December 7, 2020 Dr Peter Van Houten
54rd update on the SARS II Corona Virus – Three weeks from last update
Exponential Growth of Viruses
This has been covered before, but viruses do not spread in a linear way – 1, 2, 3, 4, cases….
Exponential growth is doubling each day, 1 case, 2 cases, 4 cases, 8 cases, 16, 32, 64, etc….
The 1918-19 influenza pandemic showed us that the second wave was more severe than the first wave of infection. Seeing waves in viral illnesses is expected.
Thanksgiving Holiday “surge”
Takes about 2 weeks for case counts to go up after gatherings and exposure. To see if hospital cases go up as a result of Thanksgiving, it will be a couple more weeks after that.
Nevada County (about 100Kpop)
# of cases between March 9 and Nov 9 (8 months) – a little over 700 cases
In the last 4 weeks, Nov 9 – until now, there have been an additional 850 cases. Doubled.

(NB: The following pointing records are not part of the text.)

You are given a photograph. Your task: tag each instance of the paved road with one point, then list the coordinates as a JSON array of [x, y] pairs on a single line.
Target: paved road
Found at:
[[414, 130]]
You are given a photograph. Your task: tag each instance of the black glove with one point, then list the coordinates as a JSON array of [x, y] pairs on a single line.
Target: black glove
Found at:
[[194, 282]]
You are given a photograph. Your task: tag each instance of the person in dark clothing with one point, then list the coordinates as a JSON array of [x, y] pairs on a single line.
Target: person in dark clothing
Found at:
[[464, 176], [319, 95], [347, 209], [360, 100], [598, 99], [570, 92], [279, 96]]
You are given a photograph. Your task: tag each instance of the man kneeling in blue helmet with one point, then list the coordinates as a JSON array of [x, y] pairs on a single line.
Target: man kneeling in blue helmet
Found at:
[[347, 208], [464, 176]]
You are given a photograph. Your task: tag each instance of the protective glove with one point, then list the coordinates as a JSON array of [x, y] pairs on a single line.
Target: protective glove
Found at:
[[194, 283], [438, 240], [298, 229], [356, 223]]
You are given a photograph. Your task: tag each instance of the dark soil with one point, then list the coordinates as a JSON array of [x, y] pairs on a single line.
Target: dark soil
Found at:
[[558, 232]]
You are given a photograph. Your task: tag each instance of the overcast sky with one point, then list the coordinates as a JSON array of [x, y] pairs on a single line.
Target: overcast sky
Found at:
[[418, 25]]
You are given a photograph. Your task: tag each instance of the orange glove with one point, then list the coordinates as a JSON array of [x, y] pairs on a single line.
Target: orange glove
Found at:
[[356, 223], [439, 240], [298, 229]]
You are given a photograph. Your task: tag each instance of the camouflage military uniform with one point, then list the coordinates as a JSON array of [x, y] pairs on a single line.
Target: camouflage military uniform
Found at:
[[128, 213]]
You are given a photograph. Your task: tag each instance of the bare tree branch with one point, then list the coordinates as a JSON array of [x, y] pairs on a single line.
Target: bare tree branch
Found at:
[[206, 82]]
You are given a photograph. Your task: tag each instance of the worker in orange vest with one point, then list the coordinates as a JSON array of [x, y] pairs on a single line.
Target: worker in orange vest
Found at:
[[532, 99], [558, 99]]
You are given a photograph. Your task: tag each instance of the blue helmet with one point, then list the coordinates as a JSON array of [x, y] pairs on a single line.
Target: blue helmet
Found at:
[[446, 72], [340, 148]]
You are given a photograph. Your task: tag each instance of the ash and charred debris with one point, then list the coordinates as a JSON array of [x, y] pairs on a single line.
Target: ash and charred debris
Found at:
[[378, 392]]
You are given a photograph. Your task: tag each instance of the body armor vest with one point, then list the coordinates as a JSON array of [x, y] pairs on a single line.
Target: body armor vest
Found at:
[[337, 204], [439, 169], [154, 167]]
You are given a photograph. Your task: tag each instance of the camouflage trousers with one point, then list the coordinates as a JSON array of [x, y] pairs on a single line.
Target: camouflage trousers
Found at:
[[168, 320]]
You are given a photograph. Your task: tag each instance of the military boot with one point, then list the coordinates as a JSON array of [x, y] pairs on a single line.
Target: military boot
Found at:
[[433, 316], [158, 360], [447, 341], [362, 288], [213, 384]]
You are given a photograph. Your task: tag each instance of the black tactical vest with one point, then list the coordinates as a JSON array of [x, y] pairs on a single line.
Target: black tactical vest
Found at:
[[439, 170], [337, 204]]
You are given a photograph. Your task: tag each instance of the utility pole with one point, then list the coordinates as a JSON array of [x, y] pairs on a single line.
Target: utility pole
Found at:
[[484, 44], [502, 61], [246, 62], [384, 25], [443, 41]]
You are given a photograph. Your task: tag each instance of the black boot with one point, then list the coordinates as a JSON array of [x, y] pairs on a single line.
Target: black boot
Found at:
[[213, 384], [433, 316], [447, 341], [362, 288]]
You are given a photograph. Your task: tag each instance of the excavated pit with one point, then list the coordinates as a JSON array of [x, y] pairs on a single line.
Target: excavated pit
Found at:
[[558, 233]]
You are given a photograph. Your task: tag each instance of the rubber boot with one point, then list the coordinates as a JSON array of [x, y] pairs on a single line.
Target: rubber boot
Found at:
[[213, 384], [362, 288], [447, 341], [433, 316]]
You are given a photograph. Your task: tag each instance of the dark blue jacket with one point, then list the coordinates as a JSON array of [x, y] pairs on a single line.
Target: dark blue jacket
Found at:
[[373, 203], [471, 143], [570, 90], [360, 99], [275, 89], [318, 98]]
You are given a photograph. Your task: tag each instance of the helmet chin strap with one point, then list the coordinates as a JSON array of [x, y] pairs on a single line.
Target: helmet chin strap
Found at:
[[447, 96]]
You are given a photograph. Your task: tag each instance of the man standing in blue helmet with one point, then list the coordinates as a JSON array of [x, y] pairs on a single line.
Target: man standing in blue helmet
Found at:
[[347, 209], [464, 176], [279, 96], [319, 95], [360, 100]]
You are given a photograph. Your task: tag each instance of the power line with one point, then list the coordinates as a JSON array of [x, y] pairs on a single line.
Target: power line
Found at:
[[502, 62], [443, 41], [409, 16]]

Most states in the US and countries in Europe, are experiencing the same kind of explosive growth.
Need to remember that we are trying to balance three aspects:
1) Case Count
2) Health of Hospital system – poor outcomes escalate when the hospitals are overloaded. Those cases that may have good outcome when staffing and supplies are plentiful, may not survive when supplies and staffing are scarce.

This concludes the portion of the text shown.